We usually only notice lust in its grossest form, but like every other effect that's blatant enough for us to see, it has causes that are themselves effects of more and more subtle causes. You can disarm this process at any point with mindfulness, but the trick is knowing what you're looking for, and having the energy to see through it.
As was said, little glances here and there, flirtatious talk, a split-second daydream, these all can snowball.
I have a real problem with flirting and getting carried away by lust. It used to undermine friendships or at least make them have an uncomfortable undercurrent of sexual tension all the time. It's more under control now, but still a work in process. I've also found viewing all people as your family members helps a lot, as well as fostering warmheartedness towards them
Also, depending on how strong your lust is, you may fall on your face over and over and over in your attempt. Lust has a way of flaring up unexpectedly and sweeping you away. Only a few moments may pass between chanting om mani padme hung and pleasuring yourself
All the more reason to be mindful of your warning signs/thoughts or triggers, and coolly see them for what they are.

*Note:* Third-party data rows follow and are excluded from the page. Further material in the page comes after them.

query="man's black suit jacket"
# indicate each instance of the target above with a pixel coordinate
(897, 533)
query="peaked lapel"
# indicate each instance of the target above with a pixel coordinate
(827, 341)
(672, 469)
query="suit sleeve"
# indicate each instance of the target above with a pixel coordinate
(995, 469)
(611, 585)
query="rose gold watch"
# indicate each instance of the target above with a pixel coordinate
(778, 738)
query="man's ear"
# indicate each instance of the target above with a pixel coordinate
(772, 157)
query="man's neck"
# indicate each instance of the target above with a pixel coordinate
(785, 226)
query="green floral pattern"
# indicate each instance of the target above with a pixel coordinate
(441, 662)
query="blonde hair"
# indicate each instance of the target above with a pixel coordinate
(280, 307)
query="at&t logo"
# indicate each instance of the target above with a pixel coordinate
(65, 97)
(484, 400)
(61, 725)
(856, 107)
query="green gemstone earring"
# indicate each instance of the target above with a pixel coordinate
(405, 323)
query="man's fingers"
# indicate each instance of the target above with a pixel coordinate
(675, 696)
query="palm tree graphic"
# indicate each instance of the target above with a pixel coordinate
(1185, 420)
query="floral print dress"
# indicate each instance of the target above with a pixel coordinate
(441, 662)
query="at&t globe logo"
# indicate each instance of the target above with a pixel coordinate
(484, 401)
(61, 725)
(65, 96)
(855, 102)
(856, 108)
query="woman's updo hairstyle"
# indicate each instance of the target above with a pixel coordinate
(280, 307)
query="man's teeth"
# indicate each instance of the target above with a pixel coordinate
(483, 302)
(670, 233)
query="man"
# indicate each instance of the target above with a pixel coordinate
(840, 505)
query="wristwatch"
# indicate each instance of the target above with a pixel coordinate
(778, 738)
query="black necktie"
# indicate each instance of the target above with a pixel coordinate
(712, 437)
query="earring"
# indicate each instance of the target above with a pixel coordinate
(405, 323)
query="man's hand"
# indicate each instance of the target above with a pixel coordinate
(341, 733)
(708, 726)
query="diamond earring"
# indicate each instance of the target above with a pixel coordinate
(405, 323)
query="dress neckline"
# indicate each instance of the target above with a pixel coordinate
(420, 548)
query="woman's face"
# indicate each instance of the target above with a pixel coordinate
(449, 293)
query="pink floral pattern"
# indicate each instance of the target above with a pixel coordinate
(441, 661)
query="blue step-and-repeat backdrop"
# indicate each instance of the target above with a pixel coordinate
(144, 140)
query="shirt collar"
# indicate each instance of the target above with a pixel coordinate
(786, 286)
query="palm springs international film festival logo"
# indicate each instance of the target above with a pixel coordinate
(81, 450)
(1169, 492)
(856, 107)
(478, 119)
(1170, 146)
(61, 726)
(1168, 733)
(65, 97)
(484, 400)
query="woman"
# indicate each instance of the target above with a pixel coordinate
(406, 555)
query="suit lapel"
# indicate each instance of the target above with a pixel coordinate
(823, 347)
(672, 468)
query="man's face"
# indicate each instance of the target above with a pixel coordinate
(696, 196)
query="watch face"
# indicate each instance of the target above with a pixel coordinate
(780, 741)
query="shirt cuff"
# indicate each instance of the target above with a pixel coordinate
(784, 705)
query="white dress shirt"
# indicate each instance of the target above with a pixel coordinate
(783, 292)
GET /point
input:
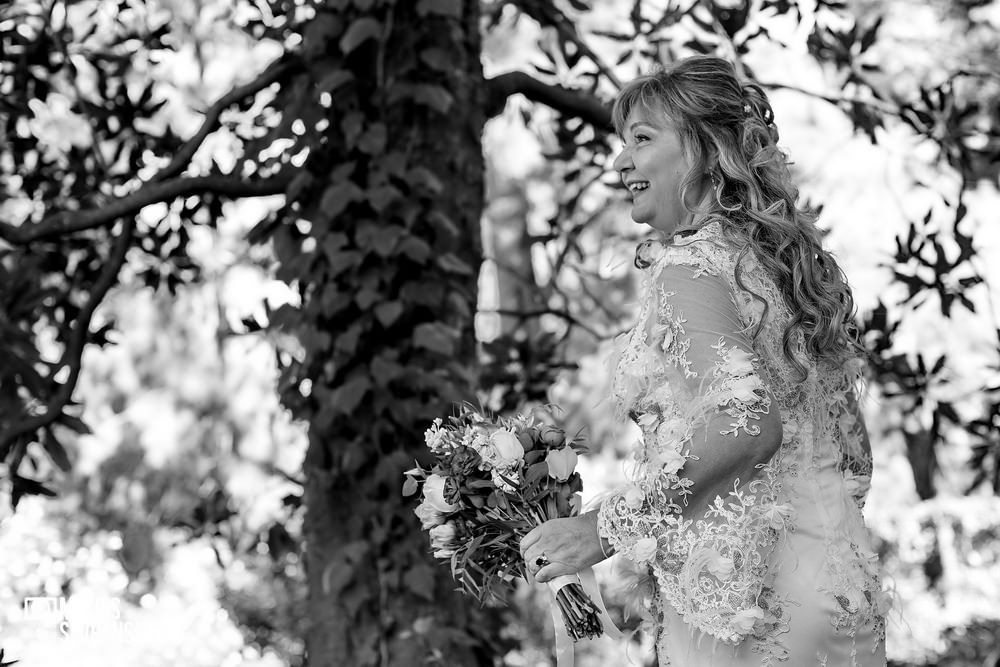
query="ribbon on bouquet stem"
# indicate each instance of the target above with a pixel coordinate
(564, 643)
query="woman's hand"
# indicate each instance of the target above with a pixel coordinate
(562, 546)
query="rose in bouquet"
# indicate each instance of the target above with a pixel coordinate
(491, 482)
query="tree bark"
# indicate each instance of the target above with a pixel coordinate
(388, 275)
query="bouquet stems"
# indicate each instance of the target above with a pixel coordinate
(579, 613)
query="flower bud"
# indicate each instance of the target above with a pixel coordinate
(507, 446)
(552, 436)
(434, 494)
(561, 463)
(429, 517)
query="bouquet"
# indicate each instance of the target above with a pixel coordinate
(491, 483)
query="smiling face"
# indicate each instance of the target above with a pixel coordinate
(652, 166)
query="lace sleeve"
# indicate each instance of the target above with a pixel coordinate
(701, 508)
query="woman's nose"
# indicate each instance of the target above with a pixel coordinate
(623, 162)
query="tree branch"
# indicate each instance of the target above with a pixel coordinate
(566, 101)
(77, 341)
(835, 101)
(151, 193)
(214, 113)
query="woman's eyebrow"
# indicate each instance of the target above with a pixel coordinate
(635, 124)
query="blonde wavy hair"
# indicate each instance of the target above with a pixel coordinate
(727, 130)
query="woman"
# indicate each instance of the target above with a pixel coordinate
(745, 504)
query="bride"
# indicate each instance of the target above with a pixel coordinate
(742, 372)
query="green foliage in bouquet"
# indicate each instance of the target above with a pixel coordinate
(491, 483)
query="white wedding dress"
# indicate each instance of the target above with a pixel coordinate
(745, 502)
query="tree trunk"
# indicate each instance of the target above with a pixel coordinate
(388, 276)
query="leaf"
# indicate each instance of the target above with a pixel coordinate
(23, 486)
(333, 80)
(338, 197)
(425, 177)
(435, 337)
(388, 312)
(435, 97)
(347, 397)
(56, 451)
(869, 36)
(373, 140)
(416, 249)
(360, 31)
(76, 424)
(452, 264)
(420, 580)
(449, 8)
(436, 58)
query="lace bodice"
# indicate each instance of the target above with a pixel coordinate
(734, 445)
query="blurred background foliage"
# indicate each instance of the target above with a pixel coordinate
(159, 165)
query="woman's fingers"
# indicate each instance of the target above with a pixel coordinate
(529, 540)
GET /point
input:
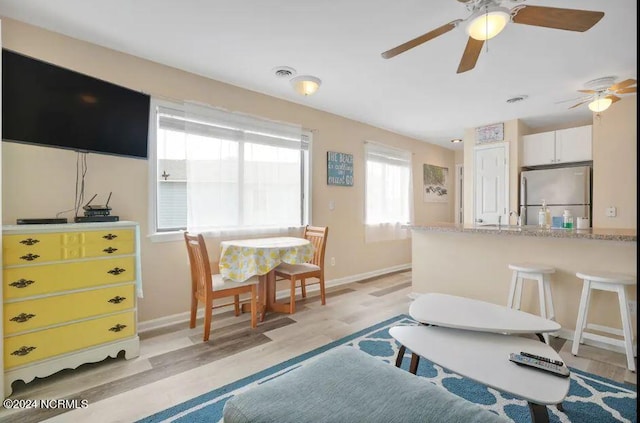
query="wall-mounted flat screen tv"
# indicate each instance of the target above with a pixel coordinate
(52, 106)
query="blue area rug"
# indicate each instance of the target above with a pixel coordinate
(590, 399)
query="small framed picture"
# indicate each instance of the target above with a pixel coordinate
(339, 169)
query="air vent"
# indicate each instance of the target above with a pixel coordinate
(284, 72)
(516, 98)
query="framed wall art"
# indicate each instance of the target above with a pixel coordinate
(339, 169)
(436, 182)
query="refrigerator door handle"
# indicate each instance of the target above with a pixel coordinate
(523, 200)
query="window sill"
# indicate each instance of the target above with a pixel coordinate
(159, 237)
(166, 237)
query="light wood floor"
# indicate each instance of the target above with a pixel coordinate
(175, 365)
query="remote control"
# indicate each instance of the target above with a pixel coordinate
(537, 357)
(554, 369)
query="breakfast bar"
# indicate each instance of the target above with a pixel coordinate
(472, 261)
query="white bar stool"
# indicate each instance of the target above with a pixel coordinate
(613, 282)
(540, 273)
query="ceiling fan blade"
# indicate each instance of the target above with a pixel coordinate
(470, 55)
(420, 40)
(627, 90)
(578, 104)
(554, 17)
(623, 84)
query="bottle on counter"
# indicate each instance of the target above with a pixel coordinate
(542, 215)
(547, 216)
(567, 220)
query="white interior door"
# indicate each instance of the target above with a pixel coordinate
(491, 176)
(459, 201)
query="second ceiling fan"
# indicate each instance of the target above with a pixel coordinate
(488, 18)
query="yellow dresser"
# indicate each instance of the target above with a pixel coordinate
(69, 296)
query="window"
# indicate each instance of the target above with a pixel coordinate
(223, 172)
(388, 194)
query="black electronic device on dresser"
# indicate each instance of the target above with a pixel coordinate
(97, 213)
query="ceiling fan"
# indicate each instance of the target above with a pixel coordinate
(489, 17)
(603, 92)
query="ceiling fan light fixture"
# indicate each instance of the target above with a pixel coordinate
(600, 104)
(485, 24)
(306, 84)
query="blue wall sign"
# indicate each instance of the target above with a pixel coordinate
(339, 169)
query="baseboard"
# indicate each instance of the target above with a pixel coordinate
(568, 335)
(173, 319)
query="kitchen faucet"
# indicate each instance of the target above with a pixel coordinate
(518, 217)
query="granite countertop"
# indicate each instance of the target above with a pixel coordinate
(591, 233)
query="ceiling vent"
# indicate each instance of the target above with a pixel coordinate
(516, 99)
(284, 72)
(600, 84)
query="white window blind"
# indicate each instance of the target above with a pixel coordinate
(388, 193)
(219, 171)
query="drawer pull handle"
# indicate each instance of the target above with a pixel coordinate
(22, 317)
(29, 241)
(24, 350)
(117, 328)
(29, 257)
(21, 283)
(117, 299)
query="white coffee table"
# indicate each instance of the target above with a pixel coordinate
(475, 315)
(484, 357)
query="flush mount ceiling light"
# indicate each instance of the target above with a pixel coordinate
(487, 22)
(306, 84)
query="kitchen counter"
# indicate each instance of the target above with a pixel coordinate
(473, 262)
(629, 235)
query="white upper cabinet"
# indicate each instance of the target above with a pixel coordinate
(554, 147)
(574, 144)
(539, 149)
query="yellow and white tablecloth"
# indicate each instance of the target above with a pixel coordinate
(241, 259)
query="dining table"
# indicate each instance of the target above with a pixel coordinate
(242, 259)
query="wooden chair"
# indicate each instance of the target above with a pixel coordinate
(313, 269)
(207, 286)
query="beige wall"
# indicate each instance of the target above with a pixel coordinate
(476, 266)
(40, 182)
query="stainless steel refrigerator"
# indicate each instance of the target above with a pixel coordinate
(566, 188)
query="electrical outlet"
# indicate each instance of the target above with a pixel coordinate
(633, 306)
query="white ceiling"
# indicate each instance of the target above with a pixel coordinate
(416, 93)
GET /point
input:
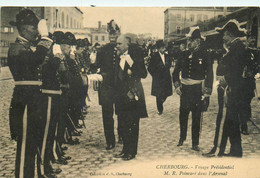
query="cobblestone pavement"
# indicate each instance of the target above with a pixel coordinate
(159, 135)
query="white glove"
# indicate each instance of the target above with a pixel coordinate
(42, 28)
(56, 49)
(178, 91)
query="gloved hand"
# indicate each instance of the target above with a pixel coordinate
(178, 91)
(56, 49)
(42, 28)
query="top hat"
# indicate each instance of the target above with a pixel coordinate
(58, 37)
(195, 33)
(232, 26)
(113, 28)
(69, 39)
(25, 17)
(160, 43)
(81, 43)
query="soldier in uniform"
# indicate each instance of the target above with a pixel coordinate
(105, 62)
(75, 82)
(51, 79)
(130, 100)
(195, 68)
(235, 60)
(159, 68)
(24, 60)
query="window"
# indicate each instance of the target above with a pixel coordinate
(178, 17)
(192, 18)
(199, 17)
(62, 20)
(178, 30)
(205, 17)
(4, 43)
(7, 29)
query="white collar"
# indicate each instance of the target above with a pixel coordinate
(22, 38)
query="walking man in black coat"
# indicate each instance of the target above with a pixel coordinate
(130, 100)
(159, 68)
(105, 63)
(195, 68)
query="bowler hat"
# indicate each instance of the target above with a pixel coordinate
(58, 37)
(233, 27)
(80, 43)
(160, 43)
(70, 38)
(195, 33)
(25, 17)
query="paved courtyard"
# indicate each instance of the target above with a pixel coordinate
(159, 135)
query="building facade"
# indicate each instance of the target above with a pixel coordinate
(99, 34)
(178, 18)
(66, 19)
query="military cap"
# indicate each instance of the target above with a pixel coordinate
(58, 37)
(195, 33)
(232, 26)
(87, 43)
(25, 17)
(70, 38)
(80, 43)
(160, 43)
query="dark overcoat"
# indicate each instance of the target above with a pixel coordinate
(160, 72)
(131, 83)
(105, 60)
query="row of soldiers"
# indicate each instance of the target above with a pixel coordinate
(49, 97)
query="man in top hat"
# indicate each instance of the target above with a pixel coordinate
(159, 68)
(129, 97)
(24, 60)
(195, 68)
(235, 60)
(105, 62)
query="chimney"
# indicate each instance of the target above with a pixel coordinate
(99, 25)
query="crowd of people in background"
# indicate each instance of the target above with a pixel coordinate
(52, 74)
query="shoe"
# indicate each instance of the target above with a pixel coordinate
(54, 171)
(64, 148)
(120, 155)
(61, 161)
(74, 133)
(245, 132)
(180, 142)
(128, 157)
(66, 157)
(110, 147)
(120, 140)
(211, 153)
(50, 175)
(196, 148)
(79, 126)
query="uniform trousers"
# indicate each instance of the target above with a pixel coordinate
(25, 117)
(108, 123)
(129, 122)
(51, 116)
(190, 101)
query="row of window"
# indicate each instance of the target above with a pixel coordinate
(103, 38)
(68, 22)
(4, 43)
(191, 18)
(6, 29)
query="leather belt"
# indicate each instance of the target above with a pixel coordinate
(55, 92)
(38, 83)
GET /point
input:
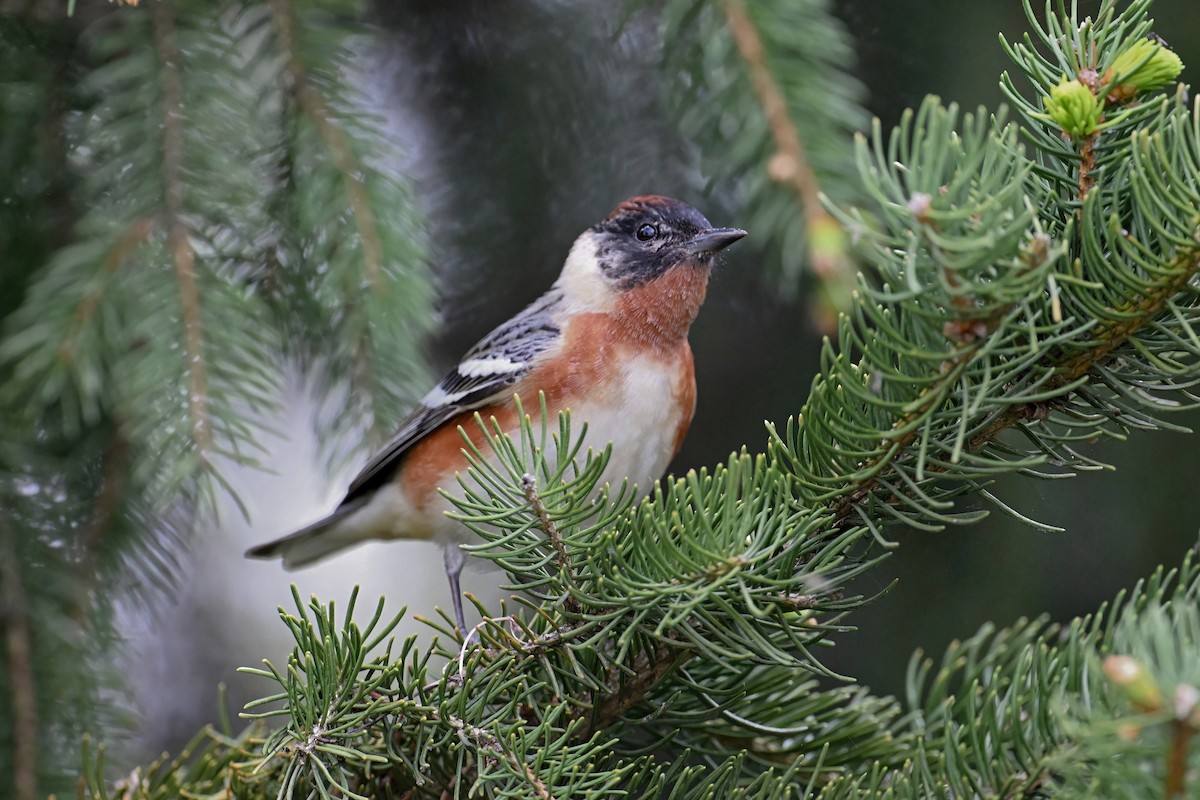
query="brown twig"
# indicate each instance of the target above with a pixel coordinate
(648, 671)
(105, 509)
(313, 106)
(790, 164)
(529, 487)
(487, 743)
(1177, 759)
(137, 233)
(177, 228)
(19, 648)
(1131, 317)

I remember a story of a person suffering greatly from lust asking either the Buddha or a master for advice, and he said to notice the cool and warm feelings in the body. There may be a strong electric feeling in your loins that is really largely a mental preoccupation. Imagining that warmth spreading back out through the body helps cool the fire.
So yeah, just be mindful, and especially be kind with yourself when you fail. Guilt didn't do a single thing for me for 10 years. Now, gentle patience and persistent mindfulness has been bearing modest fruit.
Please take the above post with a grain of salt.